Emotional Scaffolding
Grief has a way of isolating you. I didn’t have a support system after Wendy died, but even for people who may be surrounded by others who are helpful, there can be an invisible gap between their empathy and your lived experience. This is because profound loss reshapes your world in ways that are difficult to explain, and even harder for others to fully grasp unless they’ve been there themselves.
That’s one of the reasons grief can feel so lonely. I remember leaving our condo one day to walk the dog after Wendy was gone, and I was amazed that other people were just continuing to live their lives. They were riding bicycles, talking on their phones, and driving their cars. In the oddest way, it seemed bizarre that the world continued after my heart was shattered. Everything became surreal.

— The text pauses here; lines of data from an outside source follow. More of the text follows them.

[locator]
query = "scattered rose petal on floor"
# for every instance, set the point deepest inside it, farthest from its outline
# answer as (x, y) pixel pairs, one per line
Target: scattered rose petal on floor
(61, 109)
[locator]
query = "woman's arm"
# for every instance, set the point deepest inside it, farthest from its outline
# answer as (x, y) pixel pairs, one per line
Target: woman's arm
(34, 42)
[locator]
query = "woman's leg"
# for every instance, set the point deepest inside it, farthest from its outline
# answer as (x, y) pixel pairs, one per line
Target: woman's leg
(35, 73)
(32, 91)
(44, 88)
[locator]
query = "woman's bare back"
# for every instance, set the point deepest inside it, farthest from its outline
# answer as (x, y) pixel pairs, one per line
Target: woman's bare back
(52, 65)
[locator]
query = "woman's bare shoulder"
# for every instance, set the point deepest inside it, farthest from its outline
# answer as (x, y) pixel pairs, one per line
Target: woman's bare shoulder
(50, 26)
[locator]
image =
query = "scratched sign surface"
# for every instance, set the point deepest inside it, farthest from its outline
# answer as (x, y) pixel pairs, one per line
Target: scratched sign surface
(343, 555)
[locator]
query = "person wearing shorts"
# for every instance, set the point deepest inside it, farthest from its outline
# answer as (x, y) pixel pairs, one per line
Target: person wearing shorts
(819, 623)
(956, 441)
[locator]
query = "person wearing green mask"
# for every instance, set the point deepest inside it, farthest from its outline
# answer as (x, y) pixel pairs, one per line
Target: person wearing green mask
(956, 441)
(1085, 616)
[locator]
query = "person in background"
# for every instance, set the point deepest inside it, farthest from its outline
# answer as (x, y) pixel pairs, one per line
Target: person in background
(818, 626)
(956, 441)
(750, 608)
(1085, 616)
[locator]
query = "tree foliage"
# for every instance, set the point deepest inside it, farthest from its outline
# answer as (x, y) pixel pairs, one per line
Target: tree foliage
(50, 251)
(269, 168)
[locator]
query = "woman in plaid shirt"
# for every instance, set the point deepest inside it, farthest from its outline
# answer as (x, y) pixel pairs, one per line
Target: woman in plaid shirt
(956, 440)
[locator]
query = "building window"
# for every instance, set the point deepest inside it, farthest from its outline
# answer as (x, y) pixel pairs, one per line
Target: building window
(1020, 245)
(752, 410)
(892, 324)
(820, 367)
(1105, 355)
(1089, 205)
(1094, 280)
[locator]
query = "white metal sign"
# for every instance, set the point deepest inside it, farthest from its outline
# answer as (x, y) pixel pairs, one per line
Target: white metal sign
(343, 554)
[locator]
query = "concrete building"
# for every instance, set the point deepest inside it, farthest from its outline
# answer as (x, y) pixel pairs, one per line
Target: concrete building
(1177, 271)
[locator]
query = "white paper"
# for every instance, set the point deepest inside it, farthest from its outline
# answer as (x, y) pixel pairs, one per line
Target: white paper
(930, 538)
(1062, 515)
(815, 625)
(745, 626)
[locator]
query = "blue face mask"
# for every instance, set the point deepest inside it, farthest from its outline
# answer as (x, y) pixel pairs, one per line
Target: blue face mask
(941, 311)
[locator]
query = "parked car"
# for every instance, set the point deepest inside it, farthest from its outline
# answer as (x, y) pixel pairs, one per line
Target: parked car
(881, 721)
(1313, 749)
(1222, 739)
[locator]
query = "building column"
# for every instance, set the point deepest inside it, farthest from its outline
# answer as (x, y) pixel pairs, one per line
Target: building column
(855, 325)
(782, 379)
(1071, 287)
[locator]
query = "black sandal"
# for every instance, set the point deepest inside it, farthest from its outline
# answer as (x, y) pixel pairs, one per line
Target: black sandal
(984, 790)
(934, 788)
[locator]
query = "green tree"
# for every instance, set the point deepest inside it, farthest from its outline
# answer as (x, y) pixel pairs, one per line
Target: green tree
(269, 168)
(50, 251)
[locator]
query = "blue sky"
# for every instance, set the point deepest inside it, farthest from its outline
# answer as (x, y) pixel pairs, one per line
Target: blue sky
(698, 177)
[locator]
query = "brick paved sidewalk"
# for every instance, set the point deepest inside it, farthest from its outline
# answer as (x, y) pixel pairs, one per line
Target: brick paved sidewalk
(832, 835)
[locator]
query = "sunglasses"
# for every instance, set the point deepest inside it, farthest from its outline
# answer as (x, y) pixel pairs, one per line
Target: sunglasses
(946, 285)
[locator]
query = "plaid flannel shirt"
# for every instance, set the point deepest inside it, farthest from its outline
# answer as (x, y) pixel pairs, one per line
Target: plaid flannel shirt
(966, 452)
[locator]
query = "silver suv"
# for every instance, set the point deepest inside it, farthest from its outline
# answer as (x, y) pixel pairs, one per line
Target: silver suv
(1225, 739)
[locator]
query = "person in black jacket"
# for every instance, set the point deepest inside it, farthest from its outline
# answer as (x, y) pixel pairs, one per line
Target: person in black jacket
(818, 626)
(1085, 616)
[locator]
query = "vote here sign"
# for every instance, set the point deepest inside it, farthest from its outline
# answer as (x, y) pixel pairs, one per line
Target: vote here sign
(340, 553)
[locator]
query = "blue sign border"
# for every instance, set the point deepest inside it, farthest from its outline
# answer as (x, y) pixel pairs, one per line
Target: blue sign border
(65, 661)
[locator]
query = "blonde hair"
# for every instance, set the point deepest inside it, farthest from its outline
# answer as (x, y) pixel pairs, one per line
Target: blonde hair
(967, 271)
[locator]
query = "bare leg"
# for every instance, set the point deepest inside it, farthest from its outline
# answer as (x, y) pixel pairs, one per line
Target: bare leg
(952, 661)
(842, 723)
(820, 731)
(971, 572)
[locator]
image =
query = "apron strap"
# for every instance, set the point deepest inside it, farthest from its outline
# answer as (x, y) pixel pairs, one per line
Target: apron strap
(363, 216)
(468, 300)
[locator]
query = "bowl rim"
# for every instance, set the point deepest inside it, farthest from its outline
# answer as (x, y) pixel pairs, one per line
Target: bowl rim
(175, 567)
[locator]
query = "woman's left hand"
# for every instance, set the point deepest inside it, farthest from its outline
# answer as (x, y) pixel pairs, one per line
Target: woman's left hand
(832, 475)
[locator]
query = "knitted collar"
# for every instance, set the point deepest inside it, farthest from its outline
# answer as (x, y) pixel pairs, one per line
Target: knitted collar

When I finally got into a grief group, those were my people. They’d lost their sons, their mothers, their most beloved. They all immediately got it like no one else could, not even the most well-meaning friend offering food or late-at-night conversation.
As I began in the group, my first thought was that I couldn’t possibly participate in the “right” way. What could I bring beyond my brokenness? Turns out, you just need to show up. No one expects anything.
In time, I recognized something in this group: we were each other’s emotional scaffolding. Think about it, scaffolding is a temporary structure used when you’re rehabbing or building something new. In grief, both analogies actually work. But the scaffolding is there when you need it, and it can be moved or put back in place as needed later. It can also go away when you feel what you’ve built stands solidly as you moved forward in your grief journey.
When I meet new widows or widowers, I recommend they find a grief group somewhere because as non-grievers around you begin to move on faster than you’re ready for, you can feel even more alone in your experience.
This is where that emotional scaffolding can become not just helpful, but transformative.
There’s something profoundly different about sitting in a room (or virtual space) with people who truly understand and not in a general, sympathetic way, but in a deeply personal, lived way. In a grief support group, you don’t have to explain why a certain date feels heavy, why a random memory brought you to tears, why you left a half-full grocery cart in the middle of the aisle and left the store, or why “moving on” isn’t a straightforward concept. Others already understand those nuances because they’re navigating them too.
For LGBTQ folk, finding other men who lost their husbands or women who lost their wives means everything. The disenfranchised grief and the secondary losses you experience that make you feel like you’re the only person who has ever felt that (and maybe you’re crazy or wrong), become validated. That shared understanding creates a kind of safe space that’s hard to find elsewhere.
Group therapy is more than just talking it out. It’s also about hearing someone else put words to feelings you’ve struggled to articulate. That alone can be incredibly grounding. It also provides perspective. While every grief journey is unique, witnessing how others cope, adapt, and find moments of meaning can gently expand your own sense of what healing might look like.
And the bonus in this: a subtle but powerful shift that happens when you’re not just receiving support but offering it. Your story, your struggles, and even small steps forward may help someone else feel less alone. Thus, if you feel as I did on day one (that I couldn’t contribute anything but sadness), well, a sense of connection and purpose becomes a meaningful part of the healing process.
I have found that group therapy and the people who make up my emotional scaffolding haven’t rushed my grief or even tried to fix it. Instead, it just stays in place and holds space for it. And while it hasn’t taken the pain away, the challenges I’ve had to face as I’ve rebuilt have been a bit less daunting. I haven’t yet removed the scaffolding completely, but there are parts of me that are standing strong because of it.